OTTAWA, Sept 5 (Reuters) - The Bank of Canada doggedly stuck to its message on Wednesday that interest rates may have to rise because it expects the sluggish economy to gain momentum this year and next and inflation to return to target within a year.
The central bank held its key overnight rate at 1 percent, as expected, extending a two-year freeze on borrowing costs after it became the first Group of Seven (G7) country to lift rates from emergency lows in 2010 following the recession.
But as the U.S. Federal Reserve and other global central banks contemplate further rounds of easing amid a global economic slowdown, Canada insisted that the time for removing stimulus could be near.

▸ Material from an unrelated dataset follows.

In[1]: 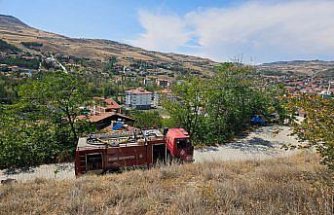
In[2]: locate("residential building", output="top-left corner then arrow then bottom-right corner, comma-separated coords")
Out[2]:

“To the extent that the economic expansion continues and the current excess supply in the economy is gradually absorbed, some modest withdrawal of the present considerable monetary policy stimulus may become appropriate, consistent with achieving the 2 percent inflation target over the medium term,” the bank said in its announcement, using language identical to its last two rate statements.
The bank judges the economy’s underlying momentum to be roughly in line with its growth potential, which it has said is 2 percent. That is despite being held back by global headwinds and growing at an annualized rate of 1.8 percent in the second quarter. Growth will pick up through 2013, driven by consumption and business investment, it projected.
The bank sees core inflation, softer than expected in recent months, returning to its 2 percent target along with total inflation over the next 12 months since the economy is operating near its potential.